Israel is a bad example to use, because of the cultural influence of European Jews who moved to occupy Palestine and brought European values of the importance of academic research to Israeli society.
A far better comparison is India. 70 years ago, under colonial rule, Muslim and Indian societies were on par with regards to not just intellectual development of society, but also economically.
Yet scientific research today is considerably more advanced in India (and I'm referring to work done by Indian scientists, educated in India who have rarely left India) than in the Muslim world. For instance, I came across news reports yesterday of research done in India that may lead to an injection-less way of delivering insulin.
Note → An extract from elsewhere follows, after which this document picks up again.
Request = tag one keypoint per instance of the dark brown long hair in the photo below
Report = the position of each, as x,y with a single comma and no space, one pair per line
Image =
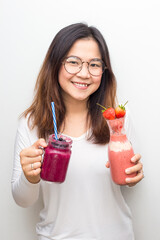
47,87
As many in this thread have suggested, it is the fact that there is less money in academic research than in other fields that the educated can go into that drives this. Muslim societies are concerned with individual accumulation of wealth, it seems, more so than Indian society is (where being highly educated is increasingly more and more valued, though eing wealthy is obviously also appreciated).
There is probably a whole wealth of sociological research than can be done on the reasons for this, but my leading theory is that in most Muslim societies, economic growth has been stagnant and thus people are more concerned with accumulating as much wealth as possible. This translates into social pressures and expectations to study and work in lucrative fields. In India, economic growth has meant that Indians are more willing to go into less lucrative fields, such as research, where you can build prestige through your knowledge.
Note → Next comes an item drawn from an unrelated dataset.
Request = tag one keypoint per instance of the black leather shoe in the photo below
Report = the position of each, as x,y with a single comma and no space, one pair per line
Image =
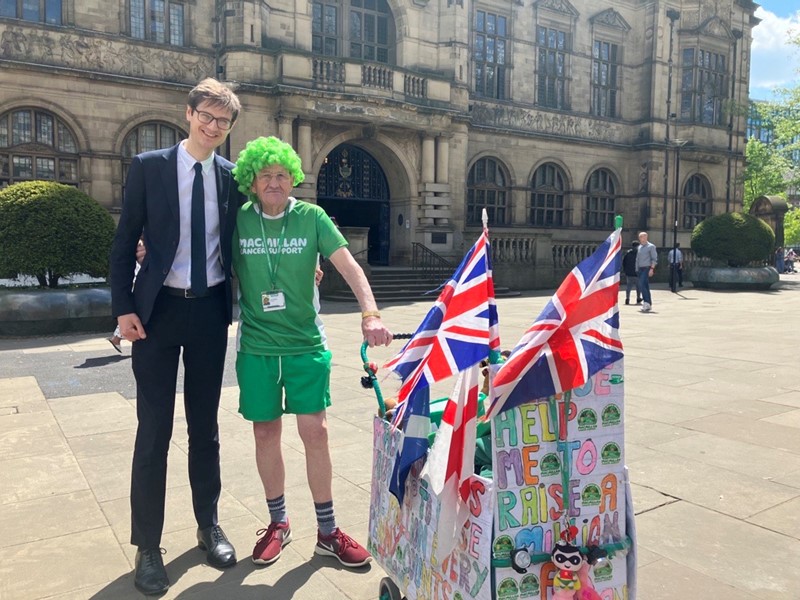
150,577
220,552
One could be tempted to make the argument that India's been a democracy fostered research, but this is countered by the scientific advances made in the totalitarian USSR between 1945 and 1990 in particular (ie after the Soviets industrialised).
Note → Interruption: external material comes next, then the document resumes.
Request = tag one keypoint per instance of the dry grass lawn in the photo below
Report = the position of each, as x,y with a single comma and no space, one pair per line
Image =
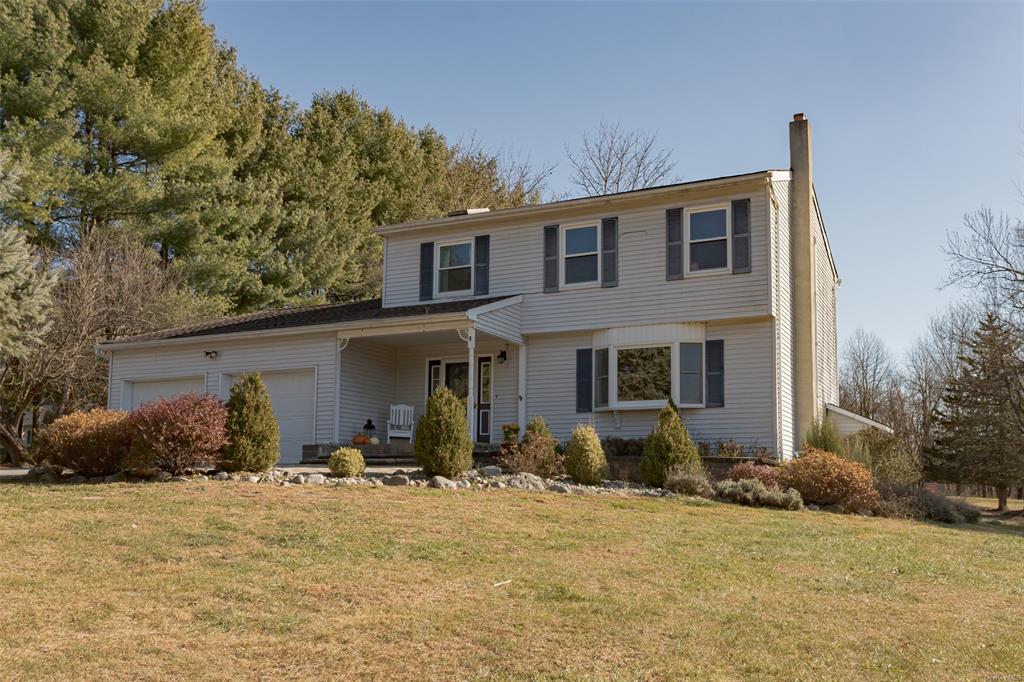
233,581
The scientific advances in the Muslim past occured during period of great economic power for Muslim societies. Wealth fosters research. Armughal has first hand experience of this.
For the Muslim world to catch up scientifically will take a period of hundreds of years, just as we declined over hundreds of years. We'll need generations of competent leadership (lacking, with just a handful of leaders being the exception) who can take advantage of globalisation to grow national economies, create wealth, and thus break the overriding drive for wealth and instead foster intellectualism.